At the start of the novel, the violence between Copenhagen City and the Eight Lanes is revealed to be a front for the political rivalry between the Jamaica Labor Party (JLP) and the People’s National Party (PNP). In 1976, the JLP does what it can to undermine the ruling PNP’s capacity to advance development and its socialist ideology. Thus, JLP politician Peter Nasser recruits Josey Wales to enforce a destabilization campaign against the Eight Lanes and collaborates with the CIA to create the perception that a socialist government is untenable in Jamaica. The CIA provide weapons to Josey, enabling proxy battles between the JLP and the PNP—one of the many proxy conflicts that define the Cold War.
The Singer’s idea for a 1976 peace concert is immediately assumed to be a play to cement PNP power: The Singer’s political leanings identify him as a threat to the CIA and the JLP. When Papa-Lo, who can see past the Singer’s PNP associations because of his prior friendship with the Singer, recognizes the plot to obstruct the Singer’s concert plans, Papa-Lo acts against factionalism, trying to stop whatever Josey has planned. Though this effort fails, Papa-Lo continues to resist the fallback into factionalism, working with Shotta Sherrif and the Singer to create a third political party working for real social change. This threatens the JLP and the PNP so much that the police work together with Josey to kill Papa-Lo and the other members of the peace council.
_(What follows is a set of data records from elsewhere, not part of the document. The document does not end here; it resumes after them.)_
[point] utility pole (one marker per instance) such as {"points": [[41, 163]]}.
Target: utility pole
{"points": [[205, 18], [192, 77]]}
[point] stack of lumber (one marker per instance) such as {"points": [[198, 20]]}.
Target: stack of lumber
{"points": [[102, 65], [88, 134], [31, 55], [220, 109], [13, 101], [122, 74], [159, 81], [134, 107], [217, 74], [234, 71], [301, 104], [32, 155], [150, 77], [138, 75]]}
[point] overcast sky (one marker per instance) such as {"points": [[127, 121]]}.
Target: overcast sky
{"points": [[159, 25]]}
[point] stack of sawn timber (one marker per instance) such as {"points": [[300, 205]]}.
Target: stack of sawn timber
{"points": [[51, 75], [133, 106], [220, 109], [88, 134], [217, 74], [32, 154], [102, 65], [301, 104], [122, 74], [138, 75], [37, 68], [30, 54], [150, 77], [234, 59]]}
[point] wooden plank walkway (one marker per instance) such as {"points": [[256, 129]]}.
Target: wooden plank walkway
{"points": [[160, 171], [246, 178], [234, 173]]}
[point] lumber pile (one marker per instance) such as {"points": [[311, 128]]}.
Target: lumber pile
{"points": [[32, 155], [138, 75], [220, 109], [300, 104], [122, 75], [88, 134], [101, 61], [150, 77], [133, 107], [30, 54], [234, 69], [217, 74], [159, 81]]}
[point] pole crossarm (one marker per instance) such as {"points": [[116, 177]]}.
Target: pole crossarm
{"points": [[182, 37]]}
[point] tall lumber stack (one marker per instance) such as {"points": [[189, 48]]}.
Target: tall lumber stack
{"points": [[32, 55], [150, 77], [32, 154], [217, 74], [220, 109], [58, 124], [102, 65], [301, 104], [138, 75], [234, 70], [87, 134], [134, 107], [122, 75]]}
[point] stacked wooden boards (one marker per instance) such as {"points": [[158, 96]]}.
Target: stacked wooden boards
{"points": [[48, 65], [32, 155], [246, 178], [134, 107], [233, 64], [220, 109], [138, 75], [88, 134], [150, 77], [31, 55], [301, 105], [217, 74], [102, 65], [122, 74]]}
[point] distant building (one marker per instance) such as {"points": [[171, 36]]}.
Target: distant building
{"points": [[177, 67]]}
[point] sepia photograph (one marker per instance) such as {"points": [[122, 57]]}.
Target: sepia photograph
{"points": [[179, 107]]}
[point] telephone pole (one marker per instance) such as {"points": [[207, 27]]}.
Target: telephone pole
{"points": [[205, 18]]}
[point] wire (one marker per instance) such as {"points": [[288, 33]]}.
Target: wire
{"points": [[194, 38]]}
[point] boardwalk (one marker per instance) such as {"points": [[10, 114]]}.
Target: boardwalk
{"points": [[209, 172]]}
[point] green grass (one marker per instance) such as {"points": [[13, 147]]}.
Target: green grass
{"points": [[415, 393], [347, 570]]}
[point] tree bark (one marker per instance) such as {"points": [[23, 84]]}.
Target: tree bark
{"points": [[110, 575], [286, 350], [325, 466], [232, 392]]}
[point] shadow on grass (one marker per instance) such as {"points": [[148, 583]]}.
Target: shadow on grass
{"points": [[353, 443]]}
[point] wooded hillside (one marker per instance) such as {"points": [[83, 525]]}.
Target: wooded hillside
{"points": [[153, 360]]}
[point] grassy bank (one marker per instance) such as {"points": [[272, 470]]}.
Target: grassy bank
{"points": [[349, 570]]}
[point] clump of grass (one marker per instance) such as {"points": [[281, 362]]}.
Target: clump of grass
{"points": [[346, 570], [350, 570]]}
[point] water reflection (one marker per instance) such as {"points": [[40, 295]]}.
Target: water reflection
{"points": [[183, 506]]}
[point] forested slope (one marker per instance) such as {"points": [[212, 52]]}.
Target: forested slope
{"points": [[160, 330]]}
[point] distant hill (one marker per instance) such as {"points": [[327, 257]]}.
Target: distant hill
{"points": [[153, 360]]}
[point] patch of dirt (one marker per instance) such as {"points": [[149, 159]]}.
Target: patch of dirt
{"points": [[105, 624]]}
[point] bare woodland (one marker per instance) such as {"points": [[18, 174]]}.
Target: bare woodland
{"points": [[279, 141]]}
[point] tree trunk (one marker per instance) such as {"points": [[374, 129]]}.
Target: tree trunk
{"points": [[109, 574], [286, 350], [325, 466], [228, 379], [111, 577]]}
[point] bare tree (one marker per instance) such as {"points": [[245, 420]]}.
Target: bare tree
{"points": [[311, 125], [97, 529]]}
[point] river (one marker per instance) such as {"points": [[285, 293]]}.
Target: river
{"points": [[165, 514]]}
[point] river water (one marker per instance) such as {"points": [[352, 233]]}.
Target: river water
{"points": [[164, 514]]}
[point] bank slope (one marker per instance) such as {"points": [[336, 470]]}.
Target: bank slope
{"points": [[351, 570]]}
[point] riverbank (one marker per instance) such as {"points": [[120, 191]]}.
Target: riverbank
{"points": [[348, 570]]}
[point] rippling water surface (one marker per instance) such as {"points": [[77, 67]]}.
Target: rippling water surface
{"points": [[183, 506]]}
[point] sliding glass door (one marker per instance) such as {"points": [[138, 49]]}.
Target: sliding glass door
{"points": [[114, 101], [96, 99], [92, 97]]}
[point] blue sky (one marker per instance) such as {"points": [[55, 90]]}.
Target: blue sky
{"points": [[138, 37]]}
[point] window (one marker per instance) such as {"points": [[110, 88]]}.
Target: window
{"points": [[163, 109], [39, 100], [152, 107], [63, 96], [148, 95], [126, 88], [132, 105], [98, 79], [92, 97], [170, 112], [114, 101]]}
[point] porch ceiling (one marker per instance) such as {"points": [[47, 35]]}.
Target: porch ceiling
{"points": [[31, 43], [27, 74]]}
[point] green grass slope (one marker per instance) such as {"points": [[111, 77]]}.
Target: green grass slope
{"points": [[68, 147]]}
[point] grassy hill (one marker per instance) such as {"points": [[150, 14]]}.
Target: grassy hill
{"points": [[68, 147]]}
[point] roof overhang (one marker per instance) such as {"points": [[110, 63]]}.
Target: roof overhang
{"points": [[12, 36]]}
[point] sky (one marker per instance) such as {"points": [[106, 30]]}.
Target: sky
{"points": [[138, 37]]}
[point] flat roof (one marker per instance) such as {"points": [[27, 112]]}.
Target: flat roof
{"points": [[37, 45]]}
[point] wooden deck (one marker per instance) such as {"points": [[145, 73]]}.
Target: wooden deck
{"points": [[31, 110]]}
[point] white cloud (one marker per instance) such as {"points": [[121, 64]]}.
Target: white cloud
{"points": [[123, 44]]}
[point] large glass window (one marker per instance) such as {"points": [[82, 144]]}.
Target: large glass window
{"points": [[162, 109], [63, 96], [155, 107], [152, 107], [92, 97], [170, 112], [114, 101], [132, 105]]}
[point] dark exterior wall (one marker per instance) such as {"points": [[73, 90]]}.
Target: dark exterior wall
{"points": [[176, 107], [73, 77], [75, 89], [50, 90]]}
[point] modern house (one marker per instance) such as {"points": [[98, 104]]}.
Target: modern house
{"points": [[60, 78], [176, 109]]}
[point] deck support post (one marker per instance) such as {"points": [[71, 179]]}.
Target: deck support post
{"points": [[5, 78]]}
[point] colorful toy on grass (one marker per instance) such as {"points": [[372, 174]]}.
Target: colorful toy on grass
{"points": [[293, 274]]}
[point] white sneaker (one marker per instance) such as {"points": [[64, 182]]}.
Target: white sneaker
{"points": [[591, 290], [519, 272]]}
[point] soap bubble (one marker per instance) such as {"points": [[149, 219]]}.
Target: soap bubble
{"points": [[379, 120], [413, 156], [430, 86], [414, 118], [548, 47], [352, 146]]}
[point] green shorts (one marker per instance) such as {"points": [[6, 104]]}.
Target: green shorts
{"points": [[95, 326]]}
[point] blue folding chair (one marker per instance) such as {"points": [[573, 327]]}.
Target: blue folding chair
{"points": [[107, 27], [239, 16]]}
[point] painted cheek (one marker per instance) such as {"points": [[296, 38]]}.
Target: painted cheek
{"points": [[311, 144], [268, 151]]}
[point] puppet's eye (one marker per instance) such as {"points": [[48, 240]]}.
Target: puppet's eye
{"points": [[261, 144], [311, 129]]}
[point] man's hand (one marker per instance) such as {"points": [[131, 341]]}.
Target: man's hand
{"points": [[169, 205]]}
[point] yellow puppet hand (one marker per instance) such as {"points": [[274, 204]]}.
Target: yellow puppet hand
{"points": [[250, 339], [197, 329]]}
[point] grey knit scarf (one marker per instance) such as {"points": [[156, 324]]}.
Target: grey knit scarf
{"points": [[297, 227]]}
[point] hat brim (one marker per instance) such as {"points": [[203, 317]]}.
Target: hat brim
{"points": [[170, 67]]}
Papa-Lo’s anti-factionalist efforts are echoed in small moments of personal loyalty that reveal the conflicted feelings some characters have towards their stated factions and the people they are forced to act against. John-John K assassinates Weeper to save himself from being killed by the Medellín cartel, though he regrets having to murder the one person who understands his loneliness as a queer person in the world of organized crime. Similarly, Doctor Love grants Josey the final mercy of drug-induced unconsciousness before he executes him on behalf of either the Medellín cartel or Eubie Brown. This act of loyalty echoes Josey and Doctor Love’s earlier private collaboration to undermine the CIA, according to the ideals they share as postcolonial counterrevolutionaries.
James’s novel exposes the ways that factionalism can obscure the real purpose of civic and social organizations. In this dynamic, alternatives that try to resolve problems are seen as threats, showing how power corrupts and distorts ideals and motivations.